Many young people mistakenly believe that prescription opioids are safer than street drugs. They think that because opioids are prescribed medicines, using these drugs is not as dangerous as using drugs such as cocaine or methamphetamine. This is a myth. Opioids are powerful medications, and misusing them can be harmful for a variety of reasons:
- Opioids can be addictive. This may include physical dependence, where over time a person's body get used to the drug and develops tolerance to some of its effects. This means that the person needs to take more and more to get the same feelings. As the amount taken increases, so does the risk of overdose.
- Teens who are dependent on opioids may experience withdrawal if they suddenly stop using the drug. The symptoms of withdrawal include intense restlessness, muscle and bone pain, insomnia, diarrhea, vomiting and cold flashes. The experience of withdrawal can lead to depression and suicidal feelings, resulting in a cycle that can end with suicide or unintentional overdose.

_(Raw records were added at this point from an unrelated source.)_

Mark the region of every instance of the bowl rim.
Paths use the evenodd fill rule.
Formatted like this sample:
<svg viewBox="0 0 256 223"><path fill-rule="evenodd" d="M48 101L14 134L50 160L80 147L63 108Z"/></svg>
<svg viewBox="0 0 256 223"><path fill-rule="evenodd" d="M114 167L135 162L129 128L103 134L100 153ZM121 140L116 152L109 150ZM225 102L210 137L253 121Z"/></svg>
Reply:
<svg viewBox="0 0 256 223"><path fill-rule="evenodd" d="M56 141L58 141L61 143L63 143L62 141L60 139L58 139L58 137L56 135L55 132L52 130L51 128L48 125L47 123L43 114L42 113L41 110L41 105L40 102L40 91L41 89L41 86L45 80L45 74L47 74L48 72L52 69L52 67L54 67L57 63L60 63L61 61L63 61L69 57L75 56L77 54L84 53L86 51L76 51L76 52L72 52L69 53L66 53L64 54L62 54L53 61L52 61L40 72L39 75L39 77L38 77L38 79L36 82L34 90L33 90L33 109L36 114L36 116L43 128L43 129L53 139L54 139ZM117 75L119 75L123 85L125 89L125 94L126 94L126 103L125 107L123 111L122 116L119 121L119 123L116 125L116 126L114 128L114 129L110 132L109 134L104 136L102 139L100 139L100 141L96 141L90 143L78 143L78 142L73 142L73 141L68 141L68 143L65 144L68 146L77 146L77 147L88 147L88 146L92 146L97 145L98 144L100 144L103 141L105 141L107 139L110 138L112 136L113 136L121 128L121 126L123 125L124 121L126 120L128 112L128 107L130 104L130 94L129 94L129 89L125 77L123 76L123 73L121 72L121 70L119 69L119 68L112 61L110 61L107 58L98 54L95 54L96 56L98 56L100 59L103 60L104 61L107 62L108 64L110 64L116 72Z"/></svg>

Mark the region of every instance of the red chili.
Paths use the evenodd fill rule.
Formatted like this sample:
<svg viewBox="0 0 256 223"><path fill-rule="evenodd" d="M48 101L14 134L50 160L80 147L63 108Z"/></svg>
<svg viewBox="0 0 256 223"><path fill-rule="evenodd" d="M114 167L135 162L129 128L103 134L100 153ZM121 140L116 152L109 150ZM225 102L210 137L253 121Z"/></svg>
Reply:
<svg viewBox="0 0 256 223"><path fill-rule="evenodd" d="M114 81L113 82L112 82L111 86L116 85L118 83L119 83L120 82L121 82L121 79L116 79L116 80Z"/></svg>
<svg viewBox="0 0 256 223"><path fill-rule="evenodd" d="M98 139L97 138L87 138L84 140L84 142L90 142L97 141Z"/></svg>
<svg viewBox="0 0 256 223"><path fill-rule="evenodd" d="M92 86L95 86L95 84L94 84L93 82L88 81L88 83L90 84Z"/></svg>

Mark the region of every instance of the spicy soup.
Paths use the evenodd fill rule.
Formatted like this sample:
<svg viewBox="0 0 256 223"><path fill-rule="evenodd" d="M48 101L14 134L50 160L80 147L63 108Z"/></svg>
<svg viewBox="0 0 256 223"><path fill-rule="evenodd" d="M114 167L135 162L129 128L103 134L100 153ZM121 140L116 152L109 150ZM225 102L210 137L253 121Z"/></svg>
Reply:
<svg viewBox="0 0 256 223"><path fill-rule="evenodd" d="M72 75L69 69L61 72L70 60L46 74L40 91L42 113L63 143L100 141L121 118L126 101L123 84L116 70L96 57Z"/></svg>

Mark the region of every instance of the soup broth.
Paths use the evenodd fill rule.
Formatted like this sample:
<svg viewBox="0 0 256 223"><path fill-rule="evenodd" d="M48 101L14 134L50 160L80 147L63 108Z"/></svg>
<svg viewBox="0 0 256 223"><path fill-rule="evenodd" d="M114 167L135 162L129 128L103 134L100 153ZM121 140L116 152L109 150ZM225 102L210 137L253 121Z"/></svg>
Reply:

- Time-released products such as MS Contin, designed to deliver pain-relieving medication slowly over several hours, are sometimes crushed and snorted or injected. This was a common problem with OxyContin, which has now been replaced with OxyNEO, which is more difficult to crush. Crushing slow-release products causes the drug to enter the system all at once, sometimes resulting in an overdose. With an overdose, breathing slows down and eventually stops, and death may occur.
- When opioids are combined with alcohol and/or some other prescription or over-the-counter drugs, the risk of overdose increases.
- Opioids can impair decision making and may result in risky decisions that lead to teens being injured or killed due to fighting, having a care crash or attempting suicide.
Isn't Use of Street Drugs More Harmful?
Misuse of prescription opioids can be at least as harmful as using alcohol or street drugs. Also, it is illegal for anyone without a prescription to possess, use or share prescription opioids. If they are found in a student's locker or car, the person can be charged with possession of drugs.
How Do Young People Get Them?
More than two-thirds of students (67%) using opioid painkillers non-medically reported getting the medication from home.
Why Do Young People Misuse Prescription Opioids?
Most teens and adults do not understand the risks involved in misusing prescription drugs. Teens may use opioids non-medically for pleasure or to help them handle stress because:
- they don't understand the risks of taking drugs not prescribed specifically for them
- they think the drugs are safe to use because they are made in a pharmaceutical facility and have been prescribed to someone by a physician
- prescription opioids are easier to get than street drugs
- they have not yet learned other ways to help them cope with stress or unpleasant feelings.
Are There Risks Even If a Young Person a Prescribed An Opioid?
Yes. Prescription opioids are very strong medications and, without careful monitoring, could lead to addiction. Opioids may be prescribed for pain control when other medications have not provided relief. However, careful monitoring by a health professional is essential.
Risk factors for opioid misuse by adolescents include poor academic performance, higher risk-taking levels, depression and regular use of alcohol, marijuana and nicotine. In this population misuse and overdose are the greatest risks.